It has been nearly five years since Spotify first raised concerns with the European Commission about Apple’s dominance in the mobile app market. As the leading music streaming service, Spotify felt it was unacceptable to stand by as Apple exploited its position as the sole gateway to iOS devices. They urged regulators to curb Apple’s ability to manipulate rules in its favor and stifle outside competition.

Finally, momentum seemed to be building as the landmark Digital Markets Act (DMA) was passed into law earlier this year. The new rules appeared poised to rein in Big Tech gatekeepers and give alternative options more breathing room. Spotify was hopeful real change was coming that would benefit consumers and app developers alike.

However, Apple’s recent response has dashed those hopes and revealed its unchanged attitude of arrogance. In a self-professed show of “compliance”, Apple unveiled proposals that are anything but. A thinly veiled attempt to skirt the spirit of the DMA, the new terms proposed would essentially maintain the status quo that has disadvantaged outsiders for so long.

Chief among the concerning proposals is a new annual “core technology fee” of €0.50 charged for every download or update of an app. For free and smaller apps, this could mean millions owed to Apple for modest user bases attained organically. It’s a blatant cash grab that inhibits growth. Spotify would also still owe Apple commissions even if users complete purchases outside the App Store.
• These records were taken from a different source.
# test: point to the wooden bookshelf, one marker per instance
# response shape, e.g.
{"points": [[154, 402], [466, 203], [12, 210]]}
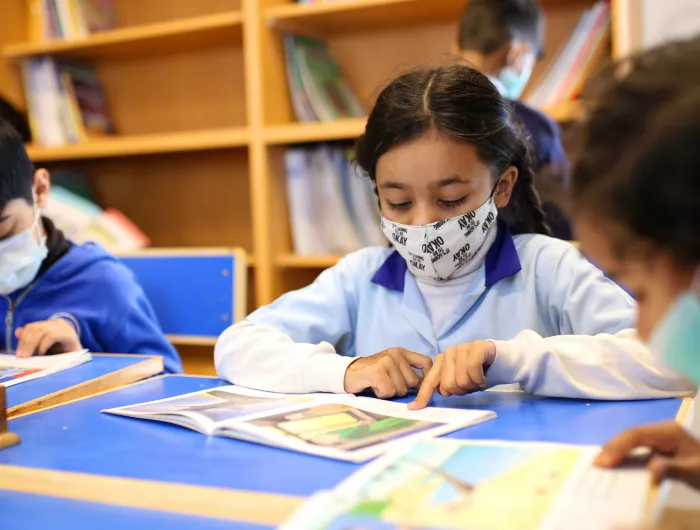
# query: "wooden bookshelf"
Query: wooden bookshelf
{"points": [[362, 15], [293, 261], [164, 37], [314, 132], [143, 144], [198, 92]]}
While alternative app stores are dangled as an option, the hard numbers tell a different story. For Spotify’s 100 million EU users, maintenance fees could balloon costs tenfold – an untenable outcome regardless of distribution method. Apple leaves no real alternative at all.

Lucas Jackson / Reuters

Developers plugging Apple’s new rules into calculators confirm their suspicions: nothing has changed. Apple maintains its stranglehold and seems confident of riding roughshod over regulator efforts. The onus is now on the European Commission to demonstrate the DMA is more than words – to reject Apple’s disregard and finally reset the power imbalance as intended. Otherwise, true consumer choice remains but a hollow concept. The future remains uncertain as regulators must determine if the goals so many fought for will see fruition or fall victim to an unreformed gatekeeper’s defiance.